Zemarchus (Ζήμαρχος, fl. c. 569) was a Byzantine official, diplomat and traveller in the reign of Justin II.

==Biography==
In the middle of the 6th century, the Göktürks conquered the Sogdiana and thus gained control of the silk trade, which then passed through Central Asia into Sassanid Persia. The Persian king, Chosroes I, dreading the intrusion of Turkic influence, refused to allow the old commerce to continue. The Turks, after many rebuffs, consented to a suggestion made by their mercantile subjects of the Soghd, and in 568 sent an embassy to Constantinople to form an alliance with the Byzantines and commence the silk trade directly with them, bypassing the Persian middlemen. The offer was accepted by Justin II, and in August 569, Zemarchus the Cilicia left Byzantium for Sogdiana.

The embassy, whose description is preserved by Menander Protector, was under the guidance of Maniakh, "chief of the people of Sogdiana", who had first, according to Menander, suggested to Dizabul Istämi (Sizaboulos in Greek sources), the great khan of the Turks, this "Roman" alliance, and had himself come to Byzantium to negotiate it. On reaching the Sogdian territories the travellers were offered iron for sale, and solemnly exorcised; Zemarchus was made to "pass through the fire" (i.e. between two fires), and ceremonies were performed over the baggage of the expedition, a bell being rung and a drum beaten over it, while flaming incense-leaves were carried round it, and incantations muttered in "Scythian".

After these precautions the envoys proceeded to the camp of Dizabul in a "hollow encompassed by the Golden Mountain", which was apparently in some locality of the Altay Mountains or Tian Shan. They found the khan surrounded by astonishing barbaric pomp: gilded thrones, golden peacocks, gold and silver plate and silver animals, hangings and clothing of figured silk. They accompanied him some way on his march against Persia, passing through Talas or Hazrat-e Turkestan in the Syr Daria valley, where Xuanzang, on his way from China to India sixty years later, met with another of Dizabul's successors.
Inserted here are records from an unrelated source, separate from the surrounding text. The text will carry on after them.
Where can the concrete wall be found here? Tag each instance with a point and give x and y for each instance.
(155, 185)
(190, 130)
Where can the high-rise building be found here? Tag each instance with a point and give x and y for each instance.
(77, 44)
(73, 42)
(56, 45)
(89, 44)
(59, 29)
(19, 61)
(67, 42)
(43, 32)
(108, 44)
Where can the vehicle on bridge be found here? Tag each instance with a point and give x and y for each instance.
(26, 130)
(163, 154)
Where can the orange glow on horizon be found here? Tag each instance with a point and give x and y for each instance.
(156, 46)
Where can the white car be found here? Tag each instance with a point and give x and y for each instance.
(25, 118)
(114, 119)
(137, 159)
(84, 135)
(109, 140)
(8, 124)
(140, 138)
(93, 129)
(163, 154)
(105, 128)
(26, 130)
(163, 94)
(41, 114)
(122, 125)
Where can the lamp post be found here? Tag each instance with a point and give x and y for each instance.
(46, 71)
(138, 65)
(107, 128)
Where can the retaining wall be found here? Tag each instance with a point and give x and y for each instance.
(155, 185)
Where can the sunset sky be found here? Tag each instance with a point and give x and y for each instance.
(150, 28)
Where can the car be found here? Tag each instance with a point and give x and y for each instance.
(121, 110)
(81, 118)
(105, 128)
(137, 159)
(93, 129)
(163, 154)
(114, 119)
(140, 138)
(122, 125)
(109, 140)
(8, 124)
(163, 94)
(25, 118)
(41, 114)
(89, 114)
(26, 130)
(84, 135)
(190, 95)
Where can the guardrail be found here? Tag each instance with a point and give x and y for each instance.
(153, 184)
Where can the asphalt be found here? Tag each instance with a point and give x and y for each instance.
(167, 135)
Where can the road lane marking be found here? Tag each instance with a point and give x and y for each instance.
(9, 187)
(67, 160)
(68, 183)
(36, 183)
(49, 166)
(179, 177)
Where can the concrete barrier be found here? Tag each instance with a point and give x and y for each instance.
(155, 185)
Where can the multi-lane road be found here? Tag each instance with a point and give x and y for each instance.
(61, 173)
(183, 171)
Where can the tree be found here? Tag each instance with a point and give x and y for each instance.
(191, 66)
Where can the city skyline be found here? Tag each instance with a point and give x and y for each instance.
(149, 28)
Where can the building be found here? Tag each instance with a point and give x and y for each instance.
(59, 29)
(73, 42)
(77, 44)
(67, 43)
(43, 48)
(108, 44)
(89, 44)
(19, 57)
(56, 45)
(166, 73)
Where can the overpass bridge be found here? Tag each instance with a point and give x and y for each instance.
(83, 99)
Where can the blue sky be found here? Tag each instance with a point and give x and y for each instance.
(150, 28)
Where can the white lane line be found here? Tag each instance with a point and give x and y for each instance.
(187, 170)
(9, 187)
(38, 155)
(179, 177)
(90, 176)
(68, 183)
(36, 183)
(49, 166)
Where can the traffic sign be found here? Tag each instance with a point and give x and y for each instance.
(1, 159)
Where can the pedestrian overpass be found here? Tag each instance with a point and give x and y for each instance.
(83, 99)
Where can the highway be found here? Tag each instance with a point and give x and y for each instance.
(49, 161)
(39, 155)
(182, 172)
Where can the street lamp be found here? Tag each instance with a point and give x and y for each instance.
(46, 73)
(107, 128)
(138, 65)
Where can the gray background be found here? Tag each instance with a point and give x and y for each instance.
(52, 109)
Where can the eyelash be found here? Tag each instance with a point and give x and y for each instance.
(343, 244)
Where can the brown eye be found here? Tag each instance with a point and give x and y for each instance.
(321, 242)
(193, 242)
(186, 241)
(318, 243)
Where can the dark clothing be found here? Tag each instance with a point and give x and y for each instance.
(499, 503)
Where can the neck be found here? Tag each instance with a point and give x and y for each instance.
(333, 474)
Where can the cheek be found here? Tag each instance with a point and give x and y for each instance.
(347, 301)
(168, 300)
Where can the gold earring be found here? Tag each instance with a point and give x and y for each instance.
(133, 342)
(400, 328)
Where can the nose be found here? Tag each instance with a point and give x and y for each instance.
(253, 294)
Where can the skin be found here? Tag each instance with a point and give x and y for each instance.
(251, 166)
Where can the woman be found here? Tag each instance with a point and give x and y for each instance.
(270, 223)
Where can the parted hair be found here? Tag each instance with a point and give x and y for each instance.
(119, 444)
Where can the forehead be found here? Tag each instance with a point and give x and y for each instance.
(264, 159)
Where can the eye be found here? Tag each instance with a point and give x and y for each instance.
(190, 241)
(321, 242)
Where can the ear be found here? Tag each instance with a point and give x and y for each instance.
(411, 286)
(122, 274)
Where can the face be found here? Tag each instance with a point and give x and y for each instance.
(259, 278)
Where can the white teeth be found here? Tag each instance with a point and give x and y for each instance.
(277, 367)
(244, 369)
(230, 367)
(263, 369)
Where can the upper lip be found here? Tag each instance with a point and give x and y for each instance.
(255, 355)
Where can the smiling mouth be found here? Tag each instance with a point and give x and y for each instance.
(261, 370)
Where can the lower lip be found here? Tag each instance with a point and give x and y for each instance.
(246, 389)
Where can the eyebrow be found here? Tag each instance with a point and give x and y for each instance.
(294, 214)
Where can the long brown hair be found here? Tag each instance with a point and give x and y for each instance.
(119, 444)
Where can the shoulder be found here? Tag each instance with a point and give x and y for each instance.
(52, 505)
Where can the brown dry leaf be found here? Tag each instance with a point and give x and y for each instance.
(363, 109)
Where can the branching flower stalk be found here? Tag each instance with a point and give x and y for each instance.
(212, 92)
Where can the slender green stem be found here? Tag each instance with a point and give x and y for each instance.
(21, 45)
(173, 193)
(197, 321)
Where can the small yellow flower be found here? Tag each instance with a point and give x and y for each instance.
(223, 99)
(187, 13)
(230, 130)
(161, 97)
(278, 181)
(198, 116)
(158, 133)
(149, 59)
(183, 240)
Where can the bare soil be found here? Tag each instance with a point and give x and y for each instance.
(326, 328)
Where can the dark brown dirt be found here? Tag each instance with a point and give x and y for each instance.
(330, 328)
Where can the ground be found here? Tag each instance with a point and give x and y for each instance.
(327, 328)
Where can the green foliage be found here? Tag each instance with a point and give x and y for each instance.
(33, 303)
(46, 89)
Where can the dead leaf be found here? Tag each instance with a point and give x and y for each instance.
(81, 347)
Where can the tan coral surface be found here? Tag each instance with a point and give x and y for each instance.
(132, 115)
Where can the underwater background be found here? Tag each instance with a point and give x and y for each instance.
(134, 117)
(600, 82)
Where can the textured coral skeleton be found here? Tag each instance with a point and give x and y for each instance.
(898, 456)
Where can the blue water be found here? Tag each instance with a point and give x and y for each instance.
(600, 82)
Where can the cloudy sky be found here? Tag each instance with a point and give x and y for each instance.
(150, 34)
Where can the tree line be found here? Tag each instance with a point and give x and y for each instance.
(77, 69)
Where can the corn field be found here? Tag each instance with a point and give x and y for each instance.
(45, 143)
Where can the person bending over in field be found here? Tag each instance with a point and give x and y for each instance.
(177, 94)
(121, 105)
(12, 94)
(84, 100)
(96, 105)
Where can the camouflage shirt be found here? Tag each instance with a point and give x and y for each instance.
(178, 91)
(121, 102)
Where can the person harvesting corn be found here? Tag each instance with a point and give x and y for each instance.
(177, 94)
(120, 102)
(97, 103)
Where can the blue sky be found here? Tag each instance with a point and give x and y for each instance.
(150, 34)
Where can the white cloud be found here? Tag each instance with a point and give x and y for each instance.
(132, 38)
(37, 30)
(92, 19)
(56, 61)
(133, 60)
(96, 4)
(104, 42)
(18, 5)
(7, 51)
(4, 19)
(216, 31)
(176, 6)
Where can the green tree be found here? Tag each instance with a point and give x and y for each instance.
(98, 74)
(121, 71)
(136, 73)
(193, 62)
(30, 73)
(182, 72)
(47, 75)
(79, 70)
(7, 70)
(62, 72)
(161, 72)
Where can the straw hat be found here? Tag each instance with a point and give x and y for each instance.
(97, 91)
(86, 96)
Zemarchus was present at a banquet in Talas where the Turkic Khagan and the Persian envoy exchanged abuse; but does not seem to have witnessed actual fighting. Near the river Oēkh (possibly Syr Darya) he was sent back to Constantinople with a Turkic embassy and with envoys from various tribes subject to the Turks. Halting by the "vast, wide lagoon" (possibly of the Aral Sea), Zemarchus sent off an express messenger, one George, to announce his return to the emperor. George hurried on by the shortest route, "desert and waterless", apparently the steppes north of the Black Sea, while his superior, moving more slowly, marched twelve days by the sandy shores of the lagoon. He crossed the Emba, Ural, Volga, and Kuban (where 4000 Persians vainly lay in ambush to stop him), and passing round the western end of the Caucasus, arrived safely at Trebizond and Constantinople.

For several years this Turkic alliance subsisted, while close trade was maintained between Central Asia and Byzantium (when another Roman envoy, one Valentinos, went on his embassy in 575 he took back with him 106 Turks who had been visiting Byzantine lands) but from 579 this friendship rapidly began to cool. It is curious that all this travel between the Bosporus and Transoxiana seems not to have done anything to correct, at least in literature, the widespread misapprehension of the Caspian Sea as a gulf of the Arctic Ocean.